第28章 管家

管家

陸遲釣上來的那只烏龜最後沒有做成湯,也沒有被他帶回去,而是鄭重地交給謝杏婉,讓謝杏婉替他養着。不是禮物,而是幫忙,所以接到陸遲的請求時,謝杏婉的第一反應不是拒絕,而是她會不會把烏龜養死了,不能交差。看到這一幕的謝明澤要不是礙于王氏在場,真想讓陸遲将他的烏龜帶回去,養一輩子。可惜······

興許是陸遲将烏龜交給謝杏婉時,語氣太真誠了,謝杏婉非但沒有将這只烏龜拒之門外,反而真的好好地養起了烏龜。

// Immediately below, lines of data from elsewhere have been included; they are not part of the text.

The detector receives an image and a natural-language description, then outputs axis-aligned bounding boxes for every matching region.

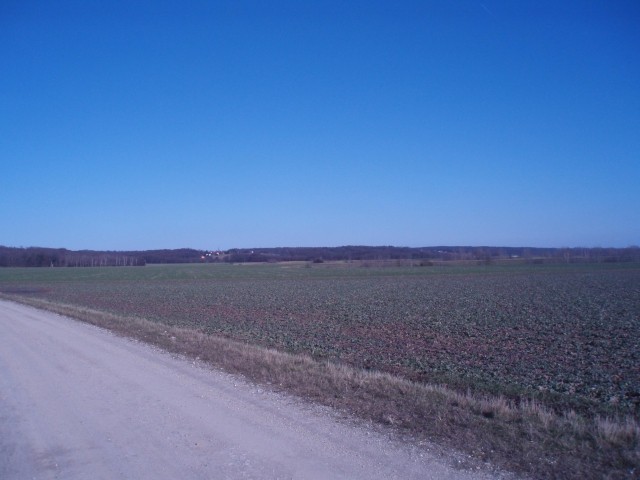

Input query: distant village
[0,245,640,267]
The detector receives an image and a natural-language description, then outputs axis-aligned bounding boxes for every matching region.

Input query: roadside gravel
[0,301,513,480]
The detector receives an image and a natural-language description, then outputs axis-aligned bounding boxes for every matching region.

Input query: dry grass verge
[0,295,640,479]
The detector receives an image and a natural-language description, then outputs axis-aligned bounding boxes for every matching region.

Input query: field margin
[0,294,640,479]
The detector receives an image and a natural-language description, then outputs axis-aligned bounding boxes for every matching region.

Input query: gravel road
[0,301,510,480]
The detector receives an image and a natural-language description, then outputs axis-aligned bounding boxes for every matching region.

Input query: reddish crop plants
[0,265,640,413]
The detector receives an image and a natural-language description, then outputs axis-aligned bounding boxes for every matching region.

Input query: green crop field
[0,264,640,416]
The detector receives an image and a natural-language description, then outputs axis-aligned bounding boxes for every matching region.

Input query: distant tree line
[220,245,640,265]
[0,246,202,267]
[0,245,640,267]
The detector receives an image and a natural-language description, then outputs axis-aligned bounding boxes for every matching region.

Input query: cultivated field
[0,264,640,478]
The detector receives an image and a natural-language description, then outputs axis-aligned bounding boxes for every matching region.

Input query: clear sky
[0,0,640,250]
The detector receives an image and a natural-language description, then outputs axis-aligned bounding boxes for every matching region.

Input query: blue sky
[0,0,640,250]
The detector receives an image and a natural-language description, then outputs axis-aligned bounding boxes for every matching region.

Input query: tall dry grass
[2,295,640,479]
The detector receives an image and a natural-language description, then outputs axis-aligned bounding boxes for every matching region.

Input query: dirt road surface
[0,301,510,480]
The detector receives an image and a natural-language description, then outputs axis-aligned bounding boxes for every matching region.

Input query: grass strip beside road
[0,294,640,479]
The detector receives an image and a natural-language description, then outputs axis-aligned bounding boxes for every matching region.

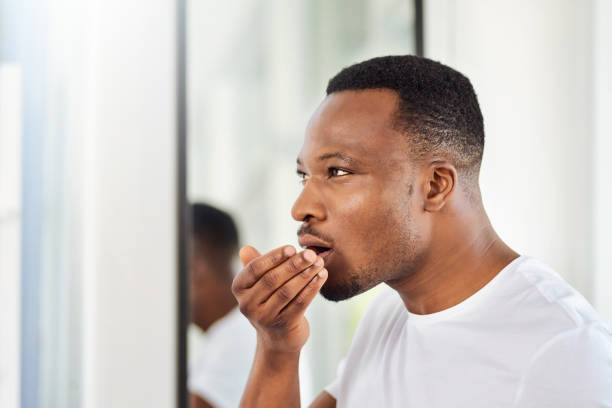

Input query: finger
[265,257,323,316]
[279,268,328,320]
[232,245,295,291]
[238,245,261,266]
[251,249,318,304]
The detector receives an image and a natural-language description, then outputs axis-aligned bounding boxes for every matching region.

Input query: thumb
[238,245,261,266]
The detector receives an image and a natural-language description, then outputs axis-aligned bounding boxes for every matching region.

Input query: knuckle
[243,262,257,280]
[261,273,276,290]
[293,294,306,307]
[231,276,240,296]
[238,303,251,316]
[276,286,291,303]
[290,255,303,271]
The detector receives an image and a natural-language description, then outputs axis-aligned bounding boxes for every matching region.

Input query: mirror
[186,0,420,407]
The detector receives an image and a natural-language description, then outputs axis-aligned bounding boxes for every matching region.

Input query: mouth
[298,234,334,260]
[306,245,333,259]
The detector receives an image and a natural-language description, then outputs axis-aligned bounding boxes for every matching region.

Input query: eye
[297,170,310,184]
[327,167,351,177]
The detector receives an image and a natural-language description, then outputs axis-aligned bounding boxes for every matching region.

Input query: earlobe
[424,162,457,212]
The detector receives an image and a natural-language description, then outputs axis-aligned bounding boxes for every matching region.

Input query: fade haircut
[327,55,484,185]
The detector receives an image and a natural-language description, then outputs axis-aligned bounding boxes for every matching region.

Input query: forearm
[240,343,300,408]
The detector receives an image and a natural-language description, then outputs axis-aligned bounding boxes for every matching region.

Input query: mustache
[297,224,334,244]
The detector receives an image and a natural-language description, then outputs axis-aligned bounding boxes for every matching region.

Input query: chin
[319,277,364,302]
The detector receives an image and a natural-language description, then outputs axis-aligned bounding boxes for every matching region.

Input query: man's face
[292,90,423,300]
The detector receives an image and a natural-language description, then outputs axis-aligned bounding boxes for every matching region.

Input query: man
[189,204,255,408]
[232,56,612,408]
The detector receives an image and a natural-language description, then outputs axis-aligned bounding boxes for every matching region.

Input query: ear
[423,161,458,212]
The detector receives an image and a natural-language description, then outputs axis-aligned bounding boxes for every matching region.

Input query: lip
[298,234,334,259]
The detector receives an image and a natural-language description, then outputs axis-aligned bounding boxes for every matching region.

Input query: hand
[232,246,327,353]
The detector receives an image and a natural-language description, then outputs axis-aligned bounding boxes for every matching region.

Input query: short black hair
[191,203,238,250]
[327,55,484,182]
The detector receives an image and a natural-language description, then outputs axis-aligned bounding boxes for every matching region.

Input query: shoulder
[516,257,601,331]
[515,322,612,408]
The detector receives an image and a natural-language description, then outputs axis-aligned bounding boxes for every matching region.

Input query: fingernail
[303,249,317,262]
[283,246,295,257]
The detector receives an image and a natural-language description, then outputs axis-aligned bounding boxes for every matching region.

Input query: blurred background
[0,0,612,408]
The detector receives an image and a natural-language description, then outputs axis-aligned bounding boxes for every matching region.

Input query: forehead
[298,89,407,163]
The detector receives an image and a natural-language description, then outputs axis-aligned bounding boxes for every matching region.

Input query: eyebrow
[296,152,358,165]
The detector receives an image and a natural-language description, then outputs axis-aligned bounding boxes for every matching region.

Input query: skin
[189,240,237,408]
[232,90,518,408]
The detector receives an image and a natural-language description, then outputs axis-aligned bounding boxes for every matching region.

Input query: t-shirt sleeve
[325,358,346,400]
[188,315,255,408]
[514,324,612,408]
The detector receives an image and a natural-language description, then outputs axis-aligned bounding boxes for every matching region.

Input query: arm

謝杏婉的院子裏原本放着一口青色的大水缸,裏面種了蓮花。為了給烏龜挪地方,謝杏婉當天就将大水缸裏的蓮花挖了出來,往裏頭放了一塊圓形的大石頭,給烏龜做納涼曬太陽的地方用。

謝明澤以為她養不了兩天就沒興趣了,誰知道謝杏婉每日起來後的頭件事就是看看烏龜是不是死了。不管她看烏龜的目的是什麽,這只被陸遲寄養在謝家的烏龜成功地在謝杏婉的院子裏占據了一席之地。甚至連謝韞聽說了這件事以後,都特意去謝杏婉的院子裏看了一回烏龜。

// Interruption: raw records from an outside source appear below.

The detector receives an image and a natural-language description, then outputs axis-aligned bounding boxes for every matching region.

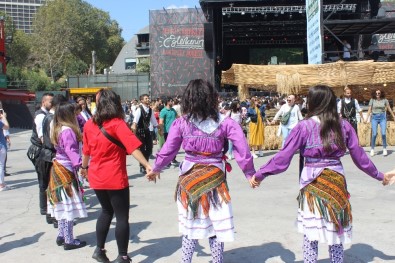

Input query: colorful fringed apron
[298,169,352,234]
[47,160,79,205]
[176,164,230,218]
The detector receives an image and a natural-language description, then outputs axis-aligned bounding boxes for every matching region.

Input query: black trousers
[136,130,154,167]
[95,187,130,256]
[34,158,52,214]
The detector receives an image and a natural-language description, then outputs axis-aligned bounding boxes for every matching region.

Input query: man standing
[132,94,158,174]
[269,95,303,148]
[343,40,351,61]
[158,98,178,166]
[29,93,53,215]
[337,87,364,134]
[39,94,67,228]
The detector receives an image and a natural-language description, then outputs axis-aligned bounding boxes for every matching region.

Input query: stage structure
[150,8,214,97]
[200,0,395,94]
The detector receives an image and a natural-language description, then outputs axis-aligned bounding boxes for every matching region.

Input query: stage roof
[324,18,395,36]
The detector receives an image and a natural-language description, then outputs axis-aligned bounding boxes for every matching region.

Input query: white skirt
[296,199,352,245]
[177,196,234,242]
[48,185,88,221]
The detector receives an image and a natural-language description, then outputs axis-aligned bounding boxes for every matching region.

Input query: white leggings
[0,144,7,185]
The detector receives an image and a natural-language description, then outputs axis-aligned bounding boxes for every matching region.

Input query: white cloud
[166,5,188,9]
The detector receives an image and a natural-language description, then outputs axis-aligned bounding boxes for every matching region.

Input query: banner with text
[150,9,213,97]
[306,0,323,64]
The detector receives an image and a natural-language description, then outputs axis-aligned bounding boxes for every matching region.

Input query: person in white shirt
[337,87,364,135]
[269,95,303,148]
[132,94,158,174]
[343,40,351,60]
[376,3,387,18]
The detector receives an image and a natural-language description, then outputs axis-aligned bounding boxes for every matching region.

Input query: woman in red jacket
[81,89,151,263]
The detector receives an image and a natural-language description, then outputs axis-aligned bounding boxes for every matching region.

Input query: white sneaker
[0,185,11,192]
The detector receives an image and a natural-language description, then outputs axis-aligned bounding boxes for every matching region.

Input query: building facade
[0,0,46,34]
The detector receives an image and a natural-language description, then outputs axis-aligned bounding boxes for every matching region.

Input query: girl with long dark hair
[81,89,151,263]
[253,86,390,262]
[147,79,255,263]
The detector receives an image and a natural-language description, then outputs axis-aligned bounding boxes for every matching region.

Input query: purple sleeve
[153,118,182,172]
[255,121,307,180]
[226,118,255,178]
[60,129,81,168]
[343,121,384,181]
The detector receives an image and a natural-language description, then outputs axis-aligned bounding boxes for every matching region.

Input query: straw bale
[276,73,300,94]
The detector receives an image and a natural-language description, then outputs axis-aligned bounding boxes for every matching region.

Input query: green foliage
[136,59,151,72]
[6,30,32,68]
[7,65,49,91]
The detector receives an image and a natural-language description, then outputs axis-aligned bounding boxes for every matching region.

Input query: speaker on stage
[204,22,214,52]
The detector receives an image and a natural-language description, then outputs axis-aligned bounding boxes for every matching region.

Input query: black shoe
[112,255,132,263]
[45,214,55,224]
[56,237,64,246]
[63,241,86,250]
[92,247,110,263]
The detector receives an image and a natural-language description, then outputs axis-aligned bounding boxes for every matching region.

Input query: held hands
[249,175,262,188]
[383,169,395,185]
[145,170,160,183]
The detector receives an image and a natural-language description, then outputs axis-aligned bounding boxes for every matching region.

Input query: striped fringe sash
[298,169,352,235]
[175,164,230,218]
[47,160,78,205]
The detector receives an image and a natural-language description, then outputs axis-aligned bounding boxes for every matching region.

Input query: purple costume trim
[153,116,255,178]
[256,118,384,188]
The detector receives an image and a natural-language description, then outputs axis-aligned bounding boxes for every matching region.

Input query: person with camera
[268,94,303,148]
[247,97,265,158]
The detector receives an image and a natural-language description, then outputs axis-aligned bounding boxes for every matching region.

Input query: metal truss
[222,4,357,15]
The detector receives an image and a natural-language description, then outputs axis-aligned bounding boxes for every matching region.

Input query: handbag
[99,125,126,151]
[281,106,294,125]
[250,114,258,123]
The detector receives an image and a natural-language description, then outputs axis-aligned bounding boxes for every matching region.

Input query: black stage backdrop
[149,8,214,97]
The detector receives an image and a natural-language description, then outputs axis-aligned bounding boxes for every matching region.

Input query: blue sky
[85,0,200,41]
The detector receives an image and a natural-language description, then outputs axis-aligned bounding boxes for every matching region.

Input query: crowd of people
[13,79,395,263]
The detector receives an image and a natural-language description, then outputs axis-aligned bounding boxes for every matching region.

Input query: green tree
[6,30,32,68]
[33,0,80,82]
[33,0,124,82]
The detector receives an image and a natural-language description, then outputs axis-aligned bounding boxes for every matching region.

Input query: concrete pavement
[0,130,395,263]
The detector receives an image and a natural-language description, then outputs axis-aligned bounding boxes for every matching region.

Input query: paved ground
[0,130,395,263]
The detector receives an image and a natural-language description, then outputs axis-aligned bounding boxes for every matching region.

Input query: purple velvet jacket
[255,117,384,188]
[153,115,255,178]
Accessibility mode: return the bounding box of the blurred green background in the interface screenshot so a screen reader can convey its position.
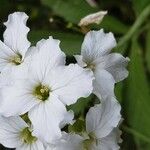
[0,0,150,150]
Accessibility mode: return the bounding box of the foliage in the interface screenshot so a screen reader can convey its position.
[0,0,150,150]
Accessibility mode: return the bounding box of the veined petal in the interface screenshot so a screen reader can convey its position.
[4,12,30,57]
[46,132,83,150]
[60,110,74,129]
[97,53,129,82]
[0,116,27,148]
[0,80,40,117]
[29,37,65,80]
[0,41,15,72]
[50,64,94,105]
[86,97,121,139]
[29,93,66,143]
[74,55,87,67]
[93,69,115,100]
[81,29,116,63]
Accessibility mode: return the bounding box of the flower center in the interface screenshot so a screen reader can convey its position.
[20,127,37,144]
[9,53,22,65]
[33,84,50,101]
[86,63,95,70]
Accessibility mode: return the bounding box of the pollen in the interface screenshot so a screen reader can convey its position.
[33,84,50,101]
[20,127,37,144]
[86,63,95,70]
[9,53,22,65]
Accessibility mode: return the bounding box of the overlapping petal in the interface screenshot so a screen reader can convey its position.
[29,94,66,143]
[81,29,116,63]
[0,116,27,148]
[50,64,94,105]
[86,97,121,139]
[4,12,30,57]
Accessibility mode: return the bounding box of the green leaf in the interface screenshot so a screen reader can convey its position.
[29,31,83,56]
[146,29,150,73]
[67,95,94,117]
[123,41,150,150]
[132,0,150,17]
[100,15,129,34]
[41,0,97,24]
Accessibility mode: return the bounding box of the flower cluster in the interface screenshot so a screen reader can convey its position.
[0,12,129,150]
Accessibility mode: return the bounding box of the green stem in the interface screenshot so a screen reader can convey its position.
[116,5,150,49]
[122,126,150,143]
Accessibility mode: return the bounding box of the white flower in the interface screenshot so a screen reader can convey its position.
[0,37,93,142]
[0,12,30,76]
[46,132,83,150]
[85,98,121,150]
[75,29,129,98]
[0,116,44,150]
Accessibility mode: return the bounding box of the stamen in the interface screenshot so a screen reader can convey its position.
[33,84,50,101]
[9,53,22,65]
[20,127,37,144]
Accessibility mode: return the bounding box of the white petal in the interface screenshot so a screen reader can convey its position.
[0,41,15,72]
[50,64,93,105]
[16,140,45,150]
[0,80,39,117]
[93,69,115,100]
[81,29,116,63]
[86,97,121,139]
[29,94,66,142]
[0,116,27,148]
[97,53,129,82]
[4,12,30,57]
[46,132,83,150]
[29,37,65,80]
[100,128,121,150]
[74,55,87,67]
[60,110,74,129]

日子過得平淡而踏實,除去初一十五這兩個特定的日子,王氏會帶着謝杏婉幾個過去謝家老宅給謝老太爺和謝老太太請安外,只要有空了,王氏也會帶些東西過去看望二老。

從老宅搬離出來後,王氏再上老宅給二老請安時,曾氏言語中暗刺王氏的事也少了,或許是因為謝濤在外面放印子錢的事被抖了出來,差點連累了謝韞丢官,拖累了整個謝家的緣故,或許是分家後王氏終于對曾氏的威脅少了。總之,所有的情況都在往好的方面發展。連酷暑都不似往年那般難以忍受,過了七月,夏季的燥熱一日比一日輕。一場秋雨過後,天氣轉涼,樹葉飄落。

秋來了!

謝丹婉自從确定了婚期後,就很少出門。成天将自己關在屋子裏繡嫁妝。謝杏婉有時會去看一看謝丹婉的嫁衣繡得如何了,只是有一次,她悄悄過去時,謝丹婉捧着嫁衣,捏着針,卻沒有飛針走線,而是癡癡地看着那火紅一片的嫁衣,神游天外。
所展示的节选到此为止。